Rodney Hide,
who is a mathy kind of guy, writes
in today’s Herald on Sunday about the
police’s great new idea about how to enforce the speed limit:
Overtaking on the road safely and within the law is now all but impossible.
The speed limit on the open road is 100km/h. The police are applying zero tolerance. You can now be ticketed at 101km/h. The speed limit for heavy vehicles and cars pulling caravans, boats or trailers is 90km/h.
Do the maths. In good driving conditions we are advised to apply the “two-second rule”. At 90km/h that’s 50m. So you pull out 50m behind a truck and trailer, the truck and trailer is 20m long and you pull in once safely 50m past. You have to make 120m to pass safely.
If the truck is doing 90km/h and you stick to 100km/h it takes 43 seconds to gain that 120m.
At 100km/h you will have travelled 1.2km. You must allow for a car coming towards you at 100km/h.
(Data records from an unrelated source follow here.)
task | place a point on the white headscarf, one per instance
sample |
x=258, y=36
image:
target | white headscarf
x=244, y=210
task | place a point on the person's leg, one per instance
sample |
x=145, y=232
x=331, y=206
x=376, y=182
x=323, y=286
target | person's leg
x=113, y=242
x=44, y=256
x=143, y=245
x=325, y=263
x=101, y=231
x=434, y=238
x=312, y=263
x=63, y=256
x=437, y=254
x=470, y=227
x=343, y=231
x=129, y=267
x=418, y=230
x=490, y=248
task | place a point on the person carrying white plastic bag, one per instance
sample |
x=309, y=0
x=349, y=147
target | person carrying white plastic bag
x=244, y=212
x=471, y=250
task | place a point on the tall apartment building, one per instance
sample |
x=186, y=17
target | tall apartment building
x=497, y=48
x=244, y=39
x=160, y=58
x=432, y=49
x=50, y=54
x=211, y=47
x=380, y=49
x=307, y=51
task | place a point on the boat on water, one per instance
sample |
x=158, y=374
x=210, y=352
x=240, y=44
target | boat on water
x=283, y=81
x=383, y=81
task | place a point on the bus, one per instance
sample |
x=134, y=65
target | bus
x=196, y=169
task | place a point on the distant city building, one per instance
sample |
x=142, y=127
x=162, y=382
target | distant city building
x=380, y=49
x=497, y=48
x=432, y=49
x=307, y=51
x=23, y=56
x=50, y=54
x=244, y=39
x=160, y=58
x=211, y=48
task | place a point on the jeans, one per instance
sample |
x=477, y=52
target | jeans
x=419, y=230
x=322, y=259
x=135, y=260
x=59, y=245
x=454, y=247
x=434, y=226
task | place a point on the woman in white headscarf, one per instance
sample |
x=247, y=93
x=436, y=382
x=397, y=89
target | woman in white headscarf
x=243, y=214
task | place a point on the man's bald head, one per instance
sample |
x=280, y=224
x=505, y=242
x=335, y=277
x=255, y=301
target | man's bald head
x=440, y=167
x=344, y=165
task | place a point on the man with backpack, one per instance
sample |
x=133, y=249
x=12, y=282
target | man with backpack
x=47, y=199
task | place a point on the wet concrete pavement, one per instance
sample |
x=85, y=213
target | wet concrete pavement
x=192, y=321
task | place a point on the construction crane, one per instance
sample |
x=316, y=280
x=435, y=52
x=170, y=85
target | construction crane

To pass safely you need 2.4km of clear road.
That doesn’t happen often.
Cameron
Slater comments:
I was dreadful at algebra at school, still am.
I could never see any point to it, especially with the stupid questions like “if train A travels at 90km/h and train B travels at 100km/h and train A leaves station C and train b leaves station D at the same time will they both reach station e at the same time” or some other crap like that.
My answer, which turned out to be wrong every time, was “Check the timetable”.
I digress…Rodney Hide has shown proper use of algebra in slamming the Police’s stupid insistence on zero tolerance of exceeding the speed limit.
So here are Godley and Creme with “The Problem” from their 1981 album Ismism, one of the few songs I know that are about maths:
1 comment:
Hope Tom Lehrer is on your list of maths songs. One of my favourites.